Retrieval Augmented Generation
Retrieval augmented generation (RAG) is a technique for providing additional contextual information to large language models as a way of improving their output. Search results from Wikipedia, Google, or a local knowledge base may be injected into the user’s prompt to provide the model with up-to-date and relevant information to inform its response.

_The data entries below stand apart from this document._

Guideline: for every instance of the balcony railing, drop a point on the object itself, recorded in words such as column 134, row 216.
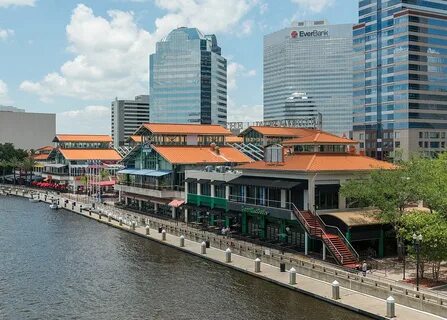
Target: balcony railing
column 152, row 186
column 263, row 202
column 212, row 202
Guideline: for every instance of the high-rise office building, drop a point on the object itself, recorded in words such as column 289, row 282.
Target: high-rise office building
column 400, row 80
column 312, row 57
column 188, row 79
column 26, row 130
column 127, row 116
column 299, row 104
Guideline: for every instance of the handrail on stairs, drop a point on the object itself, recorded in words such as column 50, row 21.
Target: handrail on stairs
column 340, row 234
column 308, row 228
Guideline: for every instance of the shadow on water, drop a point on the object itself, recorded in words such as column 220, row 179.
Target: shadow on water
column 58, row 265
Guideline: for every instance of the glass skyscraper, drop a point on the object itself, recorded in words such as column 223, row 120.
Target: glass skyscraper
column 314, row 58
column 188, row 79
column 400, row 77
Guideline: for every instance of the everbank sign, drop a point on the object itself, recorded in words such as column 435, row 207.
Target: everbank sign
column 306, row 34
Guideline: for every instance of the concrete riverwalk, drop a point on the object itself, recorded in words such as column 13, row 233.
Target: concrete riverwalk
column 349, row 299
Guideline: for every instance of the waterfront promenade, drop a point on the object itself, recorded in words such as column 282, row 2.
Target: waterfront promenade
column 351, row 299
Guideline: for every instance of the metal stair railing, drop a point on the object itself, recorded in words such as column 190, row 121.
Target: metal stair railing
column 340, row 235
column 254, row 152
column 324, row 236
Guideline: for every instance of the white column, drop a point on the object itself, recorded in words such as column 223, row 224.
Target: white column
column 324, row 251
column 341, row 199
column 305, row 199
column 186, row 192
column 306, row 244
column 283, row 198
column 311, row 194
column 227, row 192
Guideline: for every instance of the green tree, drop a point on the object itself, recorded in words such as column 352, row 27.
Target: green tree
column 28, row 165
column 4, row 165
column 433, row 228
column 104, row 174
column 14, row 164
column 390, row 191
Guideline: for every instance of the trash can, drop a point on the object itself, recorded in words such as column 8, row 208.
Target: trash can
column 282, row 267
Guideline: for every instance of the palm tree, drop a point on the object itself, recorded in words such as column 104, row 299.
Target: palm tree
column 14, row 163
column 4, row 165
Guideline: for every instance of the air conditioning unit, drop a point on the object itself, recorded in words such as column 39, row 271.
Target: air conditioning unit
column 220, row 169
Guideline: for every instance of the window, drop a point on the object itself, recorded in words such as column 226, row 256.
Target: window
column 219, row 191
column 192, row 187
column 205, row 189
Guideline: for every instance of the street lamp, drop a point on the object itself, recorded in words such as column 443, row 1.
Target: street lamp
column 417, row 242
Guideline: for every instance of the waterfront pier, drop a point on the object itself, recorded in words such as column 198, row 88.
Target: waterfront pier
column 308, row 278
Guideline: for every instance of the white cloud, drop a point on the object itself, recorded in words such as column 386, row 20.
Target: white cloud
column 4, row 97
column 263, row 8
column 6, row 33
column 236, row 70
column 210, row 16
column 111, row 54
column 9, row 3
column 244, row 113
column 90, row 119
column 111, row 59
column 246, row 27
column 314, row 5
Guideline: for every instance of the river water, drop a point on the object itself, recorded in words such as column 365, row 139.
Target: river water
column 59, row 265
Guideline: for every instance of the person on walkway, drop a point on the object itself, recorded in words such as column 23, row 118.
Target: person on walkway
column 364, row 268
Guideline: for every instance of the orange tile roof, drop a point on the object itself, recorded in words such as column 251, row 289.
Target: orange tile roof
column 201, row 155
column 321, row 162
column 41, row 157
column 281, row 131
column 233, row 139
column 319, row 138
column 200, row 129
column 82, row 138
column 90, row 154
column 136, row 138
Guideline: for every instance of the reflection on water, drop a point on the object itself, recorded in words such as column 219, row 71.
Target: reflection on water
column 58, row 265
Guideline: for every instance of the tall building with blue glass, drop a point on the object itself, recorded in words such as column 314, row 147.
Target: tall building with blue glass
column 188, row 79
column 400, row 77
column 313, row 58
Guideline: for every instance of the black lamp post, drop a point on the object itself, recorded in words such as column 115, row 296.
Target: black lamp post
column 417, row 242
column 401, row 246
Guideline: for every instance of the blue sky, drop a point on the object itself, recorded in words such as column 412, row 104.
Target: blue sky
column 73, row 58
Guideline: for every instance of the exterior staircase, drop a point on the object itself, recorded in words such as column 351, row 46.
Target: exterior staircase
column 331, row 236
column 253, row 151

LocalAGI utilizes some RAG techniques on its own through the use of actions and MCP; however, the more advanced RAG functionality using vector databases and word embeddings is implemented in LocalRecall.
Actions
An action is something the agent is able to do. They are basically scripts that the agent can execute under certain circumstances. These actions can be anything from searching DuckDuckGo to executing trades on the Kraken cryptocurrency exchange. Anything that we can define programmatically can be used as an action in the workflow.
MCP Servers
Model Context Protocol (MPC) servers are an in-between layer for agents and web services that provide a standardized interface for models to utilize the APIs of these services.
MCP (Model Context Protocol) is an open-source standard for connecting AI applications to external systems. [2]
I have not set up any MCP connections for my agent just yet, though I have been browsing some of the available ones for my existing services such as Discourse, Grafana, and Gitea.
LocalRecall
LocalRecall handles memory for the AI agent through the use of vector databases and word embedding.
In short, sources from the knowledge base are transformed into vectors using the embeddings endpoint of LocalAI. These vectors are then stored in a vector database that comes packaged with LocalRecall and is queried for additional context on chat completions. I am using the llama3.2-1b-instruct model also known as bert-embeddings for embeddings, llama3-8b-instruct as my base LLM, and chromem for the vector database.
Sources can be local files, web pages, git repositories, sitemaps, etc., and are stored in a collection that maps to the agent name from LocalAGI. When the agent is created and access to the knowledge base is enabled, the collection will be created automatically thorough the LocalRecall API and sources can be added subsequently.
Results
The end result of this effort is a functioning chatbot in the Matrix room that is aware of threads on Discourse and Gitea. It can answer questions about the platform, remembers its chat history, and can learn and improve over time. At the time of writing, this is still a prototype. It honestly doesn’t produce the greatest responses just yet; however, with some tweaking of the models, prompts, and other features, I am hoping this can become quite a useful feature of this platform.